Medyada Alper ;)
MASAL
Dün akşam migrenim tuttuğu için bir ilaç alıp erkenden yatmıştım. Saat kaçtı bilmiyorum ama uykumdan ısrarla çalan zil sesiyle uyandığımda telaşla yataktan kalkıp kapıya koştum. Acaba ev sahibi mi gelmişti? Ama kiraya da daha vardı ki?
Başka bir alacaklıları var mıydı acaba? İstediği bir şey olmasa kapıdaki, kapıyı alacaklı gibi çalmazdı değil mi? El çekilmeden basılan zil sinirlerimi iyice hoplattığında kim diye sormakla uğraşmadan kapıyı açtım. Karşımda ultra yakışıklı, hafif tanıdık gelen biri elini zilden çekmeden hâlâ çalmaya devam ederken yüzümü buruşturdum. "Kapı açıldığına göre artık o elini çeksen mi?"
Yakışıklı, elini ateşe değmiş gibi hızla çekerken mahcupça gülümseyip omzunu silkti. "Kapı uzun süre açılmayınca alışkanlık yaptım sanırım. Kusura bakma."
Kollarımı önümde birleştirip hayran bakışlarımı karşımdakine yollarken "Estağfurullah ben özür dilerim, kapıda beklettiğimiz için..." demekten kendimi alamadım.
Yüzü gittikçe tanıdıklaşan kişi "Anlamadım?" deyince boğazımı temizledim. "Önemli değil, dedim. Şey seni bir yerden tanıyor muyum?"
Karşımdaki daha da derinleşen gülümsemesiyle "Alper ben. Hatırlamadın mı? Geçen gece tanışmıştık. Bizim mezuniyet partisinin olduğu gece." diye açıklama yaptı. Yanaklarımda başlayıp etkisini tüm vücuduma yayan bir utanç ateşi beni etkisi altına alırken içimden Allah'ım yine mi ya, diye sızlanmaktan kendimi alamadım. Bu sırada yüzümden gülümsemeyi eksik etmedim. İkinci defa Esin'e yürüyen çocuğa yürüyordum, az kalsın!
"Ah evet! Kusura bakma Alper. O güne ait anılarım biraz bulanık. Gözüme tanıdık gelmiştin ama tam olarak kim olduğunu kavrayamamıştım."
Alper gülümsedi. "Sorun değil, Masal."
Kaşlarımı sadede gel dercesine kaldırdığımda Alper'in hâlâ bana gülümseyerek baktığını görünce onunla Esin'le bakışarak konuştuğumuz gibi konuşamadığımızı fark edip sorumu kelimelere döktüm.
"Ee tanışma faslını da geçtiğimize göre sabah sabah kapımızda ne işin var? Ayrıca sen bizim evimizi nereden biliyorsun?"
Şüpheyle sorduğumda Alper beni kapıdan yana iterek içeri girdi. Ne yaptığını sorgularcasına arkasından bakakalırken seslendim.
"İçeri girmez misin?" ve kendim devam ettim. "Aa pardon zaten girdin!"
Kapıyı kapatıp arkasından salona girerken "Esin uyanmadı mı?" diye sordu. Kapının girişinde bekleyip yeşil kanepeye gayet rahat bir şekilde oturduğunu görünce kafam iyice allak bullak olmuştu. Evi tanıyor gibi rahat hareket ediyordu.

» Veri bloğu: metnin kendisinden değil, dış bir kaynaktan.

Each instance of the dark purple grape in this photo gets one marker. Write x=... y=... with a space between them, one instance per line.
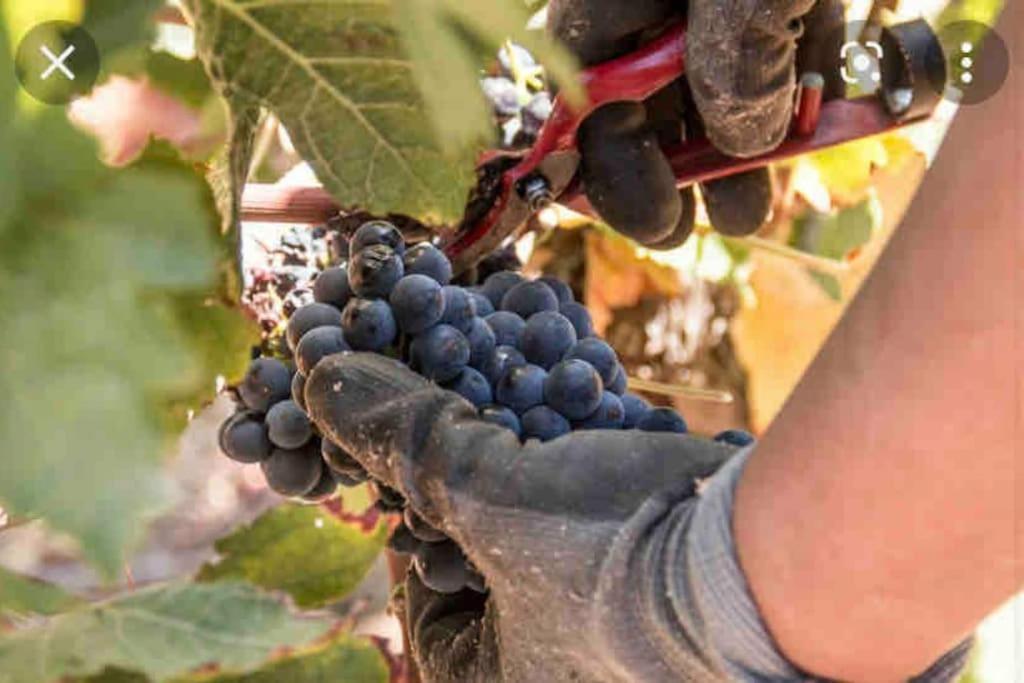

"Bana hemen burada ne döndüğünü söyle yoksa polisi ararım!" diyerek etrafa baktığımda telefonumun odada olduğu aklıma geldi. Alper bana anlamsızca bakarken "Biraz sakin olsana Masal. Korkma sapık değilim. Anlaşılan dün gece olanlardan haberin yok. Dün gece sizin evdeydim. Esin'le birlikte..." diye devam ederken "Ne?" diye tabiri caizse çığlık attım.
Telefonu falan unutup koşarak Alper'in yanındaki boşluğa oturduğumda "Ne demek dün sizdeydim? Ne demek dün gece sizde Esin'le birlikteydim? Tüm bu olanlardan benim neden haberim yok?" diye sorularımı sıraladım.
Alper bana salakmışım gibi bakarken tek kaşını kaldırdı. "Biz geldiğimizde uyuyor olduğun için olabilir mi?"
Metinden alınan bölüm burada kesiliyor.